Over the years, I've talked to a number of enterprises that have outsourced their data center operations to data center management firms such as IBM, EDS (Hewlett-Packard), and CSC. I've heard and equal mix of success and horror stories of these endeavors. From these discussions we can learn what works, what doesn't work and, most importantly, what you can do to ensure a successful outsourcing experience.
Keys to successful data center outsourcing
Those enterprise data centers that have experienced success had a few things in common. While each data center has its unique needs and challenges, successfully outsourced data centers share the following elements.
- Partnership. The relationship between the enterprise and the data center services provider is formulated as a partnership. Both companies are driving to a common goal of a successful relationship. The data center service provider must become an extension of the IT organization, meaning that the IT organization must completely accept and adopt the service provider into its environment. Whether the service provider performs managed services at the company's premises or the IT systems are physically moved into a data center owned by the service provider, the service provider is a part of the enterprise IT organization.
- Enterprise retains architecture. The enterprise retains architectural direction and control of the IT systems. The architecture team interfaces with
- the business units (often reporting into the business units) and translates business needs into IT architecture for the enterprise, including the outsourced service provider. The service provider is intimately involved in the architecture definition and management processes.
- Clear service-level agreements (SLAs) are defined. A data center service provider must have guidelines, checks and balances within which to operate. Clear SLAs become the largest component of the contract, defining items such as change control processes, system audits, reporting, and issue escalation and resolution definitions and timeframes.
- Matched governance models. The service provider achieves efficiency by incorporating process, procedure and governance in what it does. Successful relationships are between enterprises and service providers that incorporate similar governance processes. A quick check can be seen in a service provider boiler plate SLA. It can be used to identify the provider's process and capabilities.
- Leverage economies of scale. The enterprise identifies those IT functions that are not done in scale within the organization, or that the enterprise has had difficulty in finding skilled employees to manage. Very large enterprises often find that their internal economies of scale result in lower IT operating costs than could be supplied by outsourcing. Those functions are often best kept in-house; however, organizing internal IT as a service provider to the business units will enable clear SLAs to be defined so that the internal IT can improve, or at least maintain, its efficiencies.
- Outsourcing one IT function at a time. Successful relationships include learning and training periods for both parties. They do not outsource the whole data center in one large effort, attempting to meet an insane project schedule (such as within six months). An agreed-upon IT function is selected and a period of cross training is defined. The enterprise IT organization must prepare itself and learn how it will interface with the data center service provider. Likewise, the service provider must learn the enterprise's IT systems and business process that it supports in addition to learning how to interface with the enterprise organization. Typically, the enterprise has incorporated various tools -- off-the-shelf and homegrown -- to monitor and report to the business the service quality of its operations. Those same or similar tools are required to enable continued reporting of proper operational data to the business units. The service provider must be trained on these tools and processes in order to properly integrate.
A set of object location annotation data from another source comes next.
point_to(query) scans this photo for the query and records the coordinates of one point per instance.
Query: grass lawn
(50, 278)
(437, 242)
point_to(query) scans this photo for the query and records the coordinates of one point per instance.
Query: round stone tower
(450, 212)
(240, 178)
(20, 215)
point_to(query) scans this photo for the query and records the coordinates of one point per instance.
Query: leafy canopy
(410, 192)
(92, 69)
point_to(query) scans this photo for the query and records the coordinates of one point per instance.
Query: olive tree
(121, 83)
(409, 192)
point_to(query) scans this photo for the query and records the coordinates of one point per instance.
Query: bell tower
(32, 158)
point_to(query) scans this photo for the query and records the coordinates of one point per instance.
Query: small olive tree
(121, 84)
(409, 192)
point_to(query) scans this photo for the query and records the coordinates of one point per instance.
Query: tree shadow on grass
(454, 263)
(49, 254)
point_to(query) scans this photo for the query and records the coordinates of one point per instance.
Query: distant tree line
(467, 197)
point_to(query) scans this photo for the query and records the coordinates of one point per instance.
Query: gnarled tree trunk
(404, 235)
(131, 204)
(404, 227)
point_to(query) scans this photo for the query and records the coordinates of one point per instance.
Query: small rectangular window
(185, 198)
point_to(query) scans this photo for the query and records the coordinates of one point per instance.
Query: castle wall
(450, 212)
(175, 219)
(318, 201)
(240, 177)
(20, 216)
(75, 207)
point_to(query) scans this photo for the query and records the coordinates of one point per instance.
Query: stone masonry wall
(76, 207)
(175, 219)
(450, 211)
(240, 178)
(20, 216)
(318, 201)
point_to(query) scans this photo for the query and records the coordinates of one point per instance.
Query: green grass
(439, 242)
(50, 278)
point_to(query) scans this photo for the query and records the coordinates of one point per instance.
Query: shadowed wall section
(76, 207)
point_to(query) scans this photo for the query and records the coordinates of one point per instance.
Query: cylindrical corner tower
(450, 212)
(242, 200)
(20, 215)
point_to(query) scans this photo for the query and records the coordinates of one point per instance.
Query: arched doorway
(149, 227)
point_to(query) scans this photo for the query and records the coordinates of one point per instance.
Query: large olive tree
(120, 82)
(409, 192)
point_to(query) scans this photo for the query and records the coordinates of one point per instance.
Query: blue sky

Outsourcing pitfalls to avoid
I've also talked to a number of enterprises that have been less than satisfied with an outsourcing project. These organizations also have mistakes in common.
- Attempting to drive for the rock-bottom price. Projects when the enterprise has focused on driving for the absolute lowest price tend to end in failure, with both the enterprise and the data center service provider angry. In these cases, the service provider is forced into allocating too few resources to manage the systems and ends up having to allocate many out-of-contract special projects to handle change requests. The provider is frustrated because it cannot allocate its resources efficiently and must charge expensive special project fees that are out of contract. The enterprise finds that it is paying much more for outsourcing services than it was paying when everything was in-house. The worst being the surprise, oftentimes in the form of multimillion dollar out-of-contract charges, that they must find a way to pay at year's end.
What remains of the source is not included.